Leader Pricing

Leader pricing is a marketing strategy practiced by online and offline retailers where price is reduced on a product, preferably in high demand, sometimes at a loss to attract customers to the premises.

This is in the hope that these customers would purchase other products, possibly through cross-merchandising, that are sold at full price.

There is also psychology concept involved as if a customer was to buy something from a store, then there’s a high likelihood that he would be comfortable enough to purchase more.

Leader pricing strategics is also often known as loss leader pricing, and are most often observed in the supermarkets to bring foot traffic.

They purchase advertisements that promote products with huge price-cuts to bring consumers to their premises.

And since these target consumers have made their way to the physical store, they would very likely make their other weekly grocery purchases at the location out of convenience and making the most of their personal free time.

This marketing tactic is also often implemented by online retailers to bring eyeballs to their shopping portals. And sometimes, visitors has to purchase a minimum value in order to enjoy the hefty discounts.

This leads to other regular-priced items being purchased in order to increase the minimum purchase amount in the shopping cart.

Business risks

In order to price products low enough to have the most impact in attracting customers, products often have to be priced at levels with very low margin, and sometimes even at a loss.

This is because the main objective of such marketing tactics is to bring in patrons.

Companies that practice leader pricing therefore take on the risks of incurring losses if the visitors brought in from such tactics do not purchase other products with higher margins.

On top of this, if a retailer makes such promotions a regular event, then consumers might not purchase products they fully intend to purchase until promotions are run for them.

Failing to put such risks into perspective can lead to negative effects on sales in the long run.

This is why selling products at a loss to lure visitors can be a dangerous road to go on unless the retailer has a wide range of products and a big group of loyal customers.

On the other hand, branding might be an objective of a company when implementing loss leader pricing.

For example, a new product from a new brand might be doing a launch to get the word out there on their offerings.

By agreeing to sell at a loss, big box retailers might agree to feature their products in their marketing collateral.

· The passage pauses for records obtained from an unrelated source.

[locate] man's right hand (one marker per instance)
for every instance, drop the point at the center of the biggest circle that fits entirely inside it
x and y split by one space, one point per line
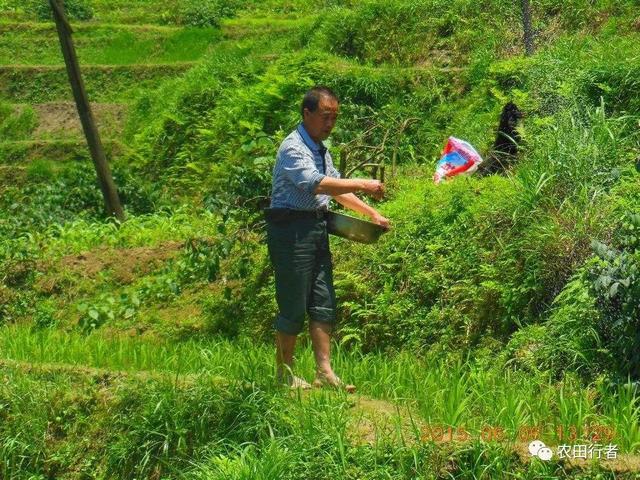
375 188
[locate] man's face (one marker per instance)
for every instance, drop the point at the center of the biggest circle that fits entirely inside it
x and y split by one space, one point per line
320 123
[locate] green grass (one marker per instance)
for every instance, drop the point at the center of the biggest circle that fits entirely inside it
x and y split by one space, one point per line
457 395
37 44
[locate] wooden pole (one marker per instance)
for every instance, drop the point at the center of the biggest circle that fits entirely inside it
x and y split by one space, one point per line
528 29
109 191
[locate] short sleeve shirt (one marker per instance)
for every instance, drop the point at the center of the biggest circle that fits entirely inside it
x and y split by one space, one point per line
298 170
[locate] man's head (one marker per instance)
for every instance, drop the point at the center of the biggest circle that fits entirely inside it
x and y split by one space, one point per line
319 112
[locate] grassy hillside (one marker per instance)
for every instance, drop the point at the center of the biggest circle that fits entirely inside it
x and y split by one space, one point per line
497 304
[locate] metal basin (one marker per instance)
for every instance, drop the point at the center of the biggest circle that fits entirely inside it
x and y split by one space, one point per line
353 228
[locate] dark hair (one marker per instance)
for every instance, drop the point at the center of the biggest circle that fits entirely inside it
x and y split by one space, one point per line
312 98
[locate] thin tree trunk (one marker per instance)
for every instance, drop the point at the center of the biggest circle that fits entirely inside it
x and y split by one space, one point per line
109 191
528 30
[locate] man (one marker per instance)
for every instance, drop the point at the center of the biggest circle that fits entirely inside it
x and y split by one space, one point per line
304 180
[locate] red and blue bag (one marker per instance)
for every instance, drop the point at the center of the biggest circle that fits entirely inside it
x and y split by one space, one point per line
457 157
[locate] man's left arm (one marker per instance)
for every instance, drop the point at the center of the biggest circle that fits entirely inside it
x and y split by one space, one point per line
350 201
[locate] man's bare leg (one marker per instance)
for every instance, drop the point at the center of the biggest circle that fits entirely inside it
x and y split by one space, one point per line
321 340
285 346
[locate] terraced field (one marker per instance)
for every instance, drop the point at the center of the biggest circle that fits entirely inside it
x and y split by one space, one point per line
134 350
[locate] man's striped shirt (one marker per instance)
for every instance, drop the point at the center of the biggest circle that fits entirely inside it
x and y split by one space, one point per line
298 170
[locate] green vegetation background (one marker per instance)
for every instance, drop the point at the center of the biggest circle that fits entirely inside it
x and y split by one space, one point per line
533 273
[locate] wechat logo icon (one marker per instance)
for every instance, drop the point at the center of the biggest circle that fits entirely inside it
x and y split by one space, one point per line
540 450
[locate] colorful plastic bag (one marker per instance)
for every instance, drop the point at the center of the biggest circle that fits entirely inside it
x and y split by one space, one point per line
458 157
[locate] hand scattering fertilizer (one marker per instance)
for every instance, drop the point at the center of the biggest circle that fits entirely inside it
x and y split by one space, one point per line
458 157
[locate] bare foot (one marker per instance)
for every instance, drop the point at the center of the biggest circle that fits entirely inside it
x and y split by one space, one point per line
295 382
332 380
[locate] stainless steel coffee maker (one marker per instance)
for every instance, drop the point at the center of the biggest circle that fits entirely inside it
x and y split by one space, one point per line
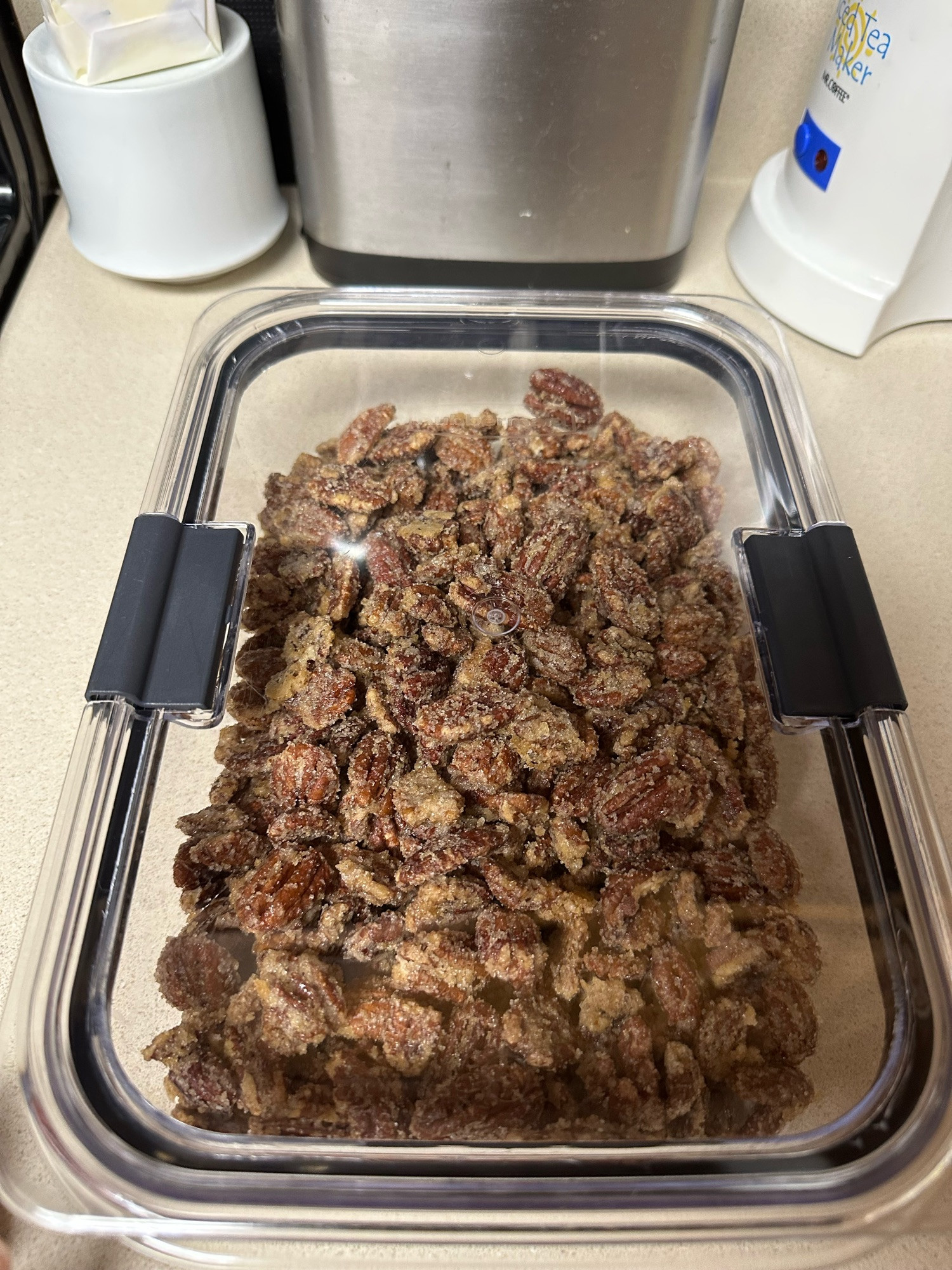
515 143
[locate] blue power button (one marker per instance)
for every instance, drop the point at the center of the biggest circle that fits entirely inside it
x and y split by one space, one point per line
816 153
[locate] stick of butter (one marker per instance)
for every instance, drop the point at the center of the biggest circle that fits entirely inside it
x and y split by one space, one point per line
110 40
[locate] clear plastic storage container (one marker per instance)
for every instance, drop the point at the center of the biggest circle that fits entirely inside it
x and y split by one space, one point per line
588 1150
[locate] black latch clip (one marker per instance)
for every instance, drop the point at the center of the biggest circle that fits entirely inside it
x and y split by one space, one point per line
175 615
816 617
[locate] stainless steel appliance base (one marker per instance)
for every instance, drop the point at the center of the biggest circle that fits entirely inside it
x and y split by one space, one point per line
355 269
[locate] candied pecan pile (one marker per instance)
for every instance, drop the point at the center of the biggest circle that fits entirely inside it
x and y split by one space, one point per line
489 857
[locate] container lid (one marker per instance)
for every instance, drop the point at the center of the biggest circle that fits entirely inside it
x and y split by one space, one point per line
563 864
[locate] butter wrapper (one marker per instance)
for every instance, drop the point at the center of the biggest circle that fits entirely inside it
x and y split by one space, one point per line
111 40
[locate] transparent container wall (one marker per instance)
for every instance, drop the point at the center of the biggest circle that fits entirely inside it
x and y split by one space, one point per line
305 399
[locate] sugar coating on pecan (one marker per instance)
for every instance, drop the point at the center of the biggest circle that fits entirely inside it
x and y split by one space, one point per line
489 857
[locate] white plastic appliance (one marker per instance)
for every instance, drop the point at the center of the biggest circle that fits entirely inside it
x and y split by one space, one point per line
849 236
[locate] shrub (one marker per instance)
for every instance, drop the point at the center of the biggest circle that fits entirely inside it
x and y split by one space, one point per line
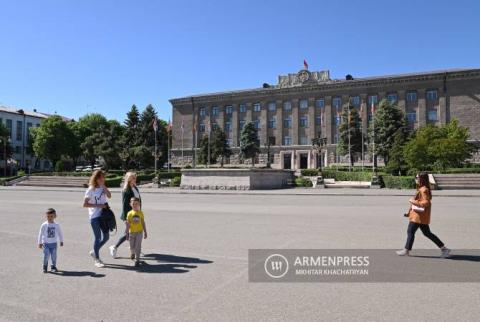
309 172
176 182
397 182
303 182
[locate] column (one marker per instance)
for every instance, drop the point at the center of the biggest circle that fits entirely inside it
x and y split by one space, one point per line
235 125
263 123
279 118
311 119
401 101
328 119
442 107
295 121
422 108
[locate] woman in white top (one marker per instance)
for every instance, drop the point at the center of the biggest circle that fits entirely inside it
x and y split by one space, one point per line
95 200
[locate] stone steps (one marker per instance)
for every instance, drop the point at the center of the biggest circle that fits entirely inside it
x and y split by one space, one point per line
457 181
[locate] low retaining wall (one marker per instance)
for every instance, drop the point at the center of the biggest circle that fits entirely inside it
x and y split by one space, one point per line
236 179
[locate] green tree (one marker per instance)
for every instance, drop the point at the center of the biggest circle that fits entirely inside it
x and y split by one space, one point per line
220 147
52 139
203 153
388 119
249 143
350 130
438 147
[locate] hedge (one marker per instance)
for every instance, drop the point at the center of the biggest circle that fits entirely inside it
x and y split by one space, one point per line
398 182
346 176
309 172
303 182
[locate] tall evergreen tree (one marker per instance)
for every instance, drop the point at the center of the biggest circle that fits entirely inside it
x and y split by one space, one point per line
249 143
350 131
220 147
388 119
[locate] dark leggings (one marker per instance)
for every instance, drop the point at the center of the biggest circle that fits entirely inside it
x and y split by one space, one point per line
412 229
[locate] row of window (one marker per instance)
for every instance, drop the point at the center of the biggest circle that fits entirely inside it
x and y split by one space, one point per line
411 96
19 129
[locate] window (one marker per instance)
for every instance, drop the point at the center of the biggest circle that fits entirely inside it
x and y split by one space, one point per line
411 96
19 130
337 102
432 95
272 123
392 98
372 99
412 117
272 107
320 103
271 141
355 100
303 104
9 125
304 121
258 126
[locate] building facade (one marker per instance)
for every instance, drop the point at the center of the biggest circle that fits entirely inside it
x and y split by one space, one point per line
307 105
19 122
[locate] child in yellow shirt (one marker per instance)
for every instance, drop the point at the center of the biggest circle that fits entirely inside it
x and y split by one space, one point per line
135 230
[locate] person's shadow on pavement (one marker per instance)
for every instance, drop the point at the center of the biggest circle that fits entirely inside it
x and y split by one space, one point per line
77 274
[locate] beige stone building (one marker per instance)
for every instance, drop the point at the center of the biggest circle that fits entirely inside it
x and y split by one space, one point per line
305 105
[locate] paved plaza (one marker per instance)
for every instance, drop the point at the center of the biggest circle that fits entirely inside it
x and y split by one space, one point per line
196 265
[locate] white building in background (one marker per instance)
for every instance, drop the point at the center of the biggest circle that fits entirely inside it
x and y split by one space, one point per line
19 122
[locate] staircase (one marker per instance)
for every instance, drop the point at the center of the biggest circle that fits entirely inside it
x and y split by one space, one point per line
457 181
54 181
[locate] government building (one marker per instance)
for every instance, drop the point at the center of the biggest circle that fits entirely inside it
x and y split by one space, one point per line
307 105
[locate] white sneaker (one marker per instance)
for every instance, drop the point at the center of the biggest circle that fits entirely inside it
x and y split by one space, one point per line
445 252
113 251
99 263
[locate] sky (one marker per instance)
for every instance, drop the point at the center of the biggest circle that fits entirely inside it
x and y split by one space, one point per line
75 57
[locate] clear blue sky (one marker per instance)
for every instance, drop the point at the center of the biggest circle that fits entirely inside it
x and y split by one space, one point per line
76 57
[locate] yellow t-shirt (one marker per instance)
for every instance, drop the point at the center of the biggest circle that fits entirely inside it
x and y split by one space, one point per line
134 218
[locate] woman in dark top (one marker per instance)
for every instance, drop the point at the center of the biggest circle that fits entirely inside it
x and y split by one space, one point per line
129 190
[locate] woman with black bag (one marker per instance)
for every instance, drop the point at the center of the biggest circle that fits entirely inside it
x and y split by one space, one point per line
96 200
419 217
129 191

Thus, the business gets more exposure from the advertising of big retailers that tend to have a wide reach of audience.

The brand then get exposure. And it would be even better branding if the product or company is trying to brand themselves as selling very affordable products.

However, it must be noted that in real life, supermarkets and suppliers often share the costs of advertising.

Running highly discounted items can sometimes also help a business get back previous customers who had switched to a cheaper alternative competitor product.

Retailers who frequently market products at a loss needs to be careful of unknowingly being the arm of a company who is dumping products.

Leader pricing should not be confused with follow-the-leader pricing.